Being labelled is a horrible thing. Unfortunately it is the way of high school. Macy got the ‘dead dad’ title, at least it had the benefit of being alliterative. In high school I got the ‘divorced parents’ title. At the time, my parents were the first to do so in a country town and the label was heart wrenching. It just added a shin-kicking cherry to the top of a searing pain sundae.
The Face – “…the one with the sad look, accompanied by the cock of the head to the side and the softening of the chin”. Pity isn’t a fun.

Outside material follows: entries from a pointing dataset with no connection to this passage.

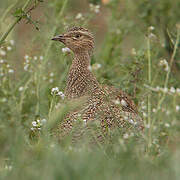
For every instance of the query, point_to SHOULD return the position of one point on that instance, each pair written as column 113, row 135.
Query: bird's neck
column 80, row 79
column 81, row 60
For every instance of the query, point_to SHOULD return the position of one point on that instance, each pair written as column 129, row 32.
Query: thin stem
column 7, row 11
column 149, row 94
column 47, row 54
column 149, row 79
column 169, row 70
column 11, row 27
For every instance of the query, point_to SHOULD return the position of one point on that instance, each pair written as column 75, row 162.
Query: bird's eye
column 78, row 36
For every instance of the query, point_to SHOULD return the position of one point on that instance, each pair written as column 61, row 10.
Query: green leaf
column 18, row 12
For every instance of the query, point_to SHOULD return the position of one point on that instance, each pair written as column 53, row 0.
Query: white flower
column 123, row 102
column 9, row 48
column 79, row 16
column 147, row 126
column 26, row 57
column 167, row 112
column 165, row 90
column 133, row 51
column 157, row 88
column 51, row 74
column 26, row 67
column 151, row 36
column 178, row 90
column 172, row 90
column 94, row 8
column 164, row 64
column 177, row 108
column 116, row 101
column 21, row 88
column 167, row 125
column 4, row 99
column 125, row 136
column 66, row 49
column 55, row 90
column 11, row 42
column 60, row 93
column 2, row 61
column 8, row 167
column 43, row 121
column 11, row 70
column 35, row 58
column 143, row 107
column 2, row 52
column 96, row 66
column 90, row 68
column 41, row 58
column 51, row 80
column 151, row 28
column 144, row 114
column 34, row 123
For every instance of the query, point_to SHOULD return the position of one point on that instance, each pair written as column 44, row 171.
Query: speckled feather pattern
column 108, row 105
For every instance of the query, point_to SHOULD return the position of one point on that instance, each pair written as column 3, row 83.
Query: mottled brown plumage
column 110, row 106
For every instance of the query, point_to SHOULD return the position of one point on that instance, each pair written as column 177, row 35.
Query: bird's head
column 77, row 39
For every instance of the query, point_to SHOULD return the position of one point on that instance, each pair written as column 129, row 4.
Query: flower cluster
column 66, row 50
column 37, row 124
column 170, row 91
column 163, row 63
column 94, row 8
column 95, row 67
column 5, row 68
column 79, row 16
column 55, row 91
column 29, row 62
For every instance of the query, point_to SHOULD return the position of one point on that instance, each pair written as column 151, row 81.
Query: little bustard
column 112, row 107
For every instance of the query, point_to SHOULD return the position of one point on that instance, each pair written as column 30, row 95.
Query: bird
column 111, row 107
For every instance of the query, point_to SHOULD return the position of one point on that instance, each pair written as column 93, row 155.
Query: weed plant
column 137, row 50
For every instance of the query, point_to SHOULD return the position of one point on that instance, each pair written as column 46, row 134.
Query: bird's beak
column 58, row 38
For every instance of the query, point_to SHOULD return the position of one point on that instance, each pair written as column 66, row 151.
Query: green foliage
column 139, row 54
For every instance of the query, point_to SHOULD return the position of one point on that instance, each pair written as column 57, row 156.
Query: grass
column 137, row 47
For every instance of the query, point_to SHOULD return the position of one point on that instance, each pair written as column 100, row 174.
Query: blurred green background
column 135, row 41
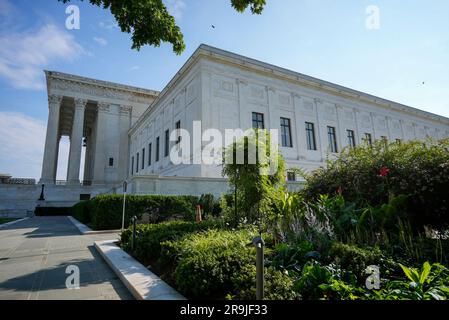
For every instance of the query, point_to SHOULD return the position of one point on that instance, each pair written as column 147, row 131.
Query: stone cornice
column 54, row 99
column 331, row 88
column 97, row 88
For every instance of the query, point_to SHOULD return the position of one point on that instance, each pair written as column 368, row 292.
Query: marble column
column 99, row 164
column 73, row 171
column 50, row 160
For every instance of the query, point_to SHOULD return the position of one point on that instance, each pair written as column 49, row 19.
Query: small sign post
column 125, row 187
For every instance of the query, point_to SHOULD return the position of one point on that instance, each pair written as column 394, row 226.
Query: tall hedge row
column 373, row 174
column 105, row 212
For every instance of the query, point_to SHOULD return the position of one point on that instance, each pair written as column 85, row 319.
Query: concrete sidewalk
column 35, row 253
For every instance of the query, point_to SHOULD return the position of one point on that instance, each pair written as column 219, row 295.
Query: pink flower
column 384, row 171
column 340, row 190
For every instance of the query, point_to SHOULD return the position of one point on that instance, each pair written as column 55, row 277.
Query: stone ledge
column 141, row 282
column 85, row 230
column 4, row 225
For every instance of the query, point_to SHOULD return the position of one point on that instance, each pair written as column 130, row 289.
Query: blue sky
column 327, row 39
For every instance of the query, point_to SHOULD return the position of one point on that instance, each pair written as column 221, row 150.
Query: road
column 34, row 256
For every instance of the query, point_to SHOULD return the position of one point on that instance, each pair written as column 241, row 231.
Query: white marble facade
column 222, row 90
column 117, row 124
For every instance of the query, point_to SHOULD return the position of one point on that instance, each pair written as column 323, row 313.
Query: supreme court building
column 126, row 130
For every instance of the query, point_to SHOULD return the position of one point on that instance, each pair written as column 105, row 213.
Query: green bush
column 105, row 211
column 372, row 175
column 207, row 262
column 150, row 236
column 355, row 259
column 82, row 211
column 278, row 285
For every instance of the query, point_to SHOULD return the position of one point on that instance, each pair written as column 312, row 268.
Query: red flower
column 384, row 171
column 340, row 190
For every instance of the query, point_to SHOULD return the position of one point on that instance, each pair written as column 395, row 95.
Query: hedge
column 105, row 212
column 220, row 264
column 150, row 236
column 374, row 174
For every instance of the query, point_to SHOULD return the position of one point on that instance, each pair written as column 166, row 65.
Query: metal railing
column 18, row 181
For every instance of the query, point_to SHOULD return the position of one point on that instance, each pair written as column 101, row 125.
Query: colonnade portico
column 69, row 121
column 97, row 115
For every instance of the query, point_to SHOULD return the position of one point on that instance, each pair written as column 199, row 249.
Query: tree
column 150, row 23
column 256, row 188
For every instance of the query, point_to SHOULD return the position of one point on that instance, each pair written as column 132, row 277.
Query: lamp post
column 259, row 244
column 125, row 186
column 42, row 198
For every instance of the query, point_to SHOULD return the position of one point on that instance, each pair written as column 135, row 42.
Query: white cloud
column 101, row 41
column 109, row 24
column 22, row 140
column 176, row 8
column 24, row 55
column 133, row 68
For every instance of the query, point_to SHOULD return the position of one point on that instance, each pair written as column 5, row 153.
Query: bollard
column 134, row 221
column 259, row 244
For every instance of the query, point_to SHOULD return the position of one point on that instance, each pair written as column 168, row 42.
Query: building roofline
column 315, row 82
column 102, row 83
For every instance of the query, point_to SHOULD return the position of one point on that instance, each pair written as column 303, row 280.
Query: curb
column 85, row 230
column 141, row 282
column 12, row 222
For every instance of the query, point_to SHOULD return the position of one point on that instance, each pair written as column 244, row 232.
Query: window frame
column 288, row 135
column 310, row 134
column 332, row 139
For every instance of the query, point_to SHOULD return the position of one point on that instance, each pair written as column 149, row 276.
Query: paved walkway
column 34, row 255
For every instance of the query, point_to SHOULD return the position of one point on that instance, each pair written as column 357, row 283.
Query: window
column 351, row 138
column 258, row 122
column 157, row 149
column 310, row 136
column 132, row 165
column 286, row 133
column 178, row 132
column 368, row 139
column 167, row 143
column 332, row 137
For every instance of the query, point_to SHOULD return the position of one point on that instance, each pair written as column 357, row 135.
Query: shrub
column 82, row 211
column 355, row 259
column 150, row 236
column 105, row 211
column 374, row 174
column 278, row 285
column 207, row 262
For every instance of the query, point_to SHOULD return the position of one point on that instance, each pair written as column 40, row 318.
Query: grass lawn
column 6, row 220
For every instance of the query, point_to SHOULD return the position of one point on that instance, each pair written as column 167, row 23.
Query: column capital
column 54, row 99
column 103, row 106
column 126, row 109
column 80, row 103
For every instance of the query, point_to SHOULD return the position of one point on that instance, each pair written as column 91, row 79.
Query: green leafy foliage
column 257, row 184
column 150, row 236
column 206, row 263
column 429, row 283
column 105, row 212
column 150, row 23
column 418, row 170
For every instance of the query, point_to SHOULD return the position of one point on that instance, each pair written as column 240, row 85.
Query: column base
column 47, row 181
column 73, row 183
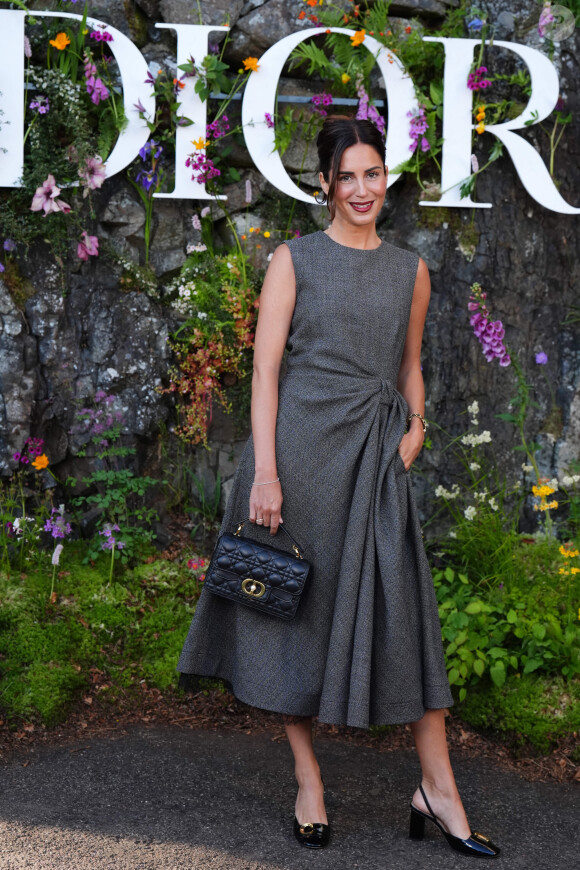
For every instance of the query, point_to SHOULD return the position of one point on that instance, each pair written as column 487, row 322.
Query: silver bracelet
column 421, row 418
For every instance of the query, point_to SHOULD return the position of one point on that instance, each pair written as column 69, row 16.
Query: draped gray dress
column 365, row 646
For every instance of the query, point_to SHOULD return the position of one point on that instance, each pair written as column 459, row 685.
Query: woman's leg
column 438, row 780
column 310, row 799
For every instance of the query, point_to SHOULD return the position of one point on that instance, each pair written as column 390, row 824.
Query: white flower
column 472, row 440
column 441, row 492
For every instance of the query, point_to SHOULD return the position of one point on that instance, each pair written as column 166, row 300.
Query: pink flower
column 545, row 18
column 45, row 198
column 88, row 246
column 93, row 174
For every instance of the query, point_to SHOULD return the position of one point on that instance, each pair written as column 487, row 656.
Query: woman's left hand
column 410, row 446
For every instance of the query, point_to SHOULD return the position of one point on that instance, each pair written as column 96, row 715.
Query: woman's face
column 361, row 186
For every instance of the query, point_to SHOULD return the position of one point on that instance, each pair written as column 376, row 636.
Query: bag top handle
column 295, row 545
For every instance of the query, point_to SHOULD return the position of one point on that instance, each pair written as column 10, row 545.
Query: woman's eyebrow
column 350, row 172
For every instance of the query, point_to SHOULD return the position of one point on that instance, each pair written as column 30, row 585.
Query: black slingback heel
column 313, row 835
column 476, row 844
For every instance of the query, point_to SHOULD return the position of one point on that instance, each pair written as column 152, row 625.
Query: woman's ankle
column 308, row 776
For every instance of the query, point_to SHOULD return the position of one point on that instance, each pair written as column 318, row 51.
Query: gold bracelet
column 421, row 418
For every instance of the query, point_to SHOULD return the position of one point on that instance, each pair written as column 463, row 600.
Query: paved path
column 170, row 799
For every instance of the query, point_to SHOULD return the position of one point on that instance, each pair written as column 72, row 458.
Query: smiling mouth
column 362, row 207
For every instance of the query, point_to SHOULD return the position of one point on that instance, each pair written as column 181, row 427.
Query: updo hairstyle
column 338, row 133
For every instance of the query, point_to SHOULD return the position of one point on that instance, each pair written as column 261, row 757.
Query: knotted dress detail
column 365, row 646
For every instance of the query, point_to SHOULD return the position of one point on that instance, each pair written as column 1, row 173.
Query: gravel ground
column 167, row 798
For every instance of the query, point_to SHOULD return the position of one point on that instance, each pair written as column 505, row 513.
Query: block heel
column 417, row 825
column 476, row 844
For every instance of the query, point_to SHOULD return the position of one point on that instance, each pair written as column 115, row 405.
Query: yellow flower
column 544, row 490
column 358, row 37
column 61, row 41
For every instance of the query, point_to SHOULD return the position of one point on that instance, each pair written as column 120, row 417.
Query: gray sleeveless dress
column 365, row 646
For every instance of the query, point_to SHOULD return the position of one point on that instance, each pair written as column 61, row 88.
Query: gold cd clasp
column 253, row 588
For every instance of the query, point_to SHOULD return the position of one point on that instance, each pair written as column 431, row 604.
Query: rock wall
column 60, row 347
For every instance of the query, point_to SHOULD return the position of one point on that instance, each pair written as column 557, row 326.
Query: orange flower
column 61, row 41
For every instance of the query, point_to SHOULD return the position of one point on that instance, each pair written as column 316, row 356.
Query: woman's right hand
column 265, row 505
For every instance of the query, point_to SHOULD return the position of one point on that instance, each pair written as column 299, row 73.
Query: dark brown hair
column 338, row 133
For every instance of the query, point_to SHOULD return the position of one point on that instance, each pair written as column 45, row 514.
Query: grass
column 130, row 630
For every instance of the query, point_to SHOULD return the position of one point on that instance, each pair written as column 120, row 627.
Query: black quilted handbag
column 256, row 574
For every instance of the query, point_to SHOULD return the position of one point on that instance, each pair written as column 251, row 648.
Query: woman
column 333, row 444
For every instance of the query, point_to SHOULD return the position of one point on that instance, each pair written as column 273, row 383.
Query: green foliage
column 531, row 710
column 490, row 634
column 113, row 489
column 127, row 631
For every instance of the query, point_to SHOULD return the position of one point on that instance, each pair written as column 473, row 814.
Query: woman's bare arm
column 410, row 379
column 277, row 302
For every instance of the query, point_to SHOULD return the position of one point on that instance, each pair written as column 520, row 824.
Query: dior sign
column 260, row 97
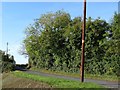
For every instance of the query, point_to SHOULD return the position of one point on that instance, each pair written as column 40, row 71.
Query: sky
column 16, row 16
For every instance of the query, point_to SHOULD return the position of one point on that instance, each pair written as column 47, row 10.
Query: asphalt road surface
column 104, row 83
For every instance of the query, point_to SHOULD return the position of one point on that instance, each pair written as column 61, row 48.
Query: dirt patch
column 10, row 81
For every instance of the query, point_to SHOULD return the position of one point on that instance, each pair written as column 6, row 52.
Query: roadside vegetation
column 10, row 81
column 53, row 43
column 7, row 62
column 57, row 82
column 90, row 76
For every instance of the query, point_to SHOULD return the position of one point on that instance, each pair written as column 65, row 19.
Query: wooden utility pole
column 83, row 43
column 7, row 48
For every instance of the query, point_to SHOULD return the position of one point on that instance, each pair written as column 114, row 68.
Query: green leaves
column 54, row 42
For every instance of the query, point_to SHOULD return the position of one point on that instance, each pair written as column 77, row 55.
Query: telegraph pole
column 83, row 43
column 7, row 48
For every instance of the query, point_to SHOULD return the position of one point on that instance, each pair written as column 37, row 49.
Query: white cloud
column 59, row 0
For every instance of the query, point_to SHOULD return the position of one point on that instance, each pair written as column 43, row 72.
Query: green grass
column 57, row 82
column 90, row 76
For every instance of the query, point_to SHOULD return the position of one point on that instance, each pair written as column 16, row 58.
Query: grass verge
column 90, row 76
column 57, row 82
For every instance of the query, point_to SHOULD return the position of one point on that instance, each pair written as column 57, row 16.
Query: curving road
column 107, row 84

What really struck a chord with me what her noting of Caroline’s sobbing during the funeral. That it didn’t feel right for Macy to cry as well. My grandfather passed when I was the same age as Macy and though I was grieving deeply, I felt people judging me because I didn’t cry freely at the funeral. There is so much stock place upon one’s reaction to death. More emphasis placed upon the expression of grief in the correct way, than the importance in just grieving.
Worse is the guilt she is experiencing over her father’s passing. Had she gotten up on that day after Christmas morning and jogged with him, he might not have died alone. Had she not been selfish, she may have been able to save him. I think this is normal self-incrimination for one left behind. Does Macy realise this? Nope.
I love that Sarah used the EZ Product delivery as a physical manifestation of Macy’s father in their house. Grief is obviously a heavy emotion drifting in mother and daughter’s lives but the presence of the box was a fantastic addition. Macy’s father love of the innovation, the promise of these mystery items allowed the readers to clearly imagine his contagious enthusiasm. The loss of his presence in her wife’s and daughters’ lives was always going to leave a giant, gaping hole. Not only were these products a representation of his continuing presence in their lives after death but it also symbolised the passage of time with its holiday deliveries. Keeping the box of products, despite her mother’s rampant organising, was a method by which Macy was holding onto her father still. Not only holding onto her father but perhaps her grief and guilt too?
The IOU for a Christmas gift would have angered me had I received that as a present but I suspected upon my first reading that the gift would raise it’s head when he broke through the grief and numbness. I love that Macy’s a daddy’s girl, I unfortunately never have had that bond with my father. I think it’s great that the orange mac and cheese mix is mentioned as blissful as I completely agree. No wonder she misses him so greatly when by all appearances her mother has disappeared into a fog of house selling and organisation.
A Note from Adele
Apologies for the delay in updates. I was struck down by food poisoning which was an awful experience, especially over Christmas. Had I physically been able to type, you can betcha bottom dollar that I would have finished chapter one already.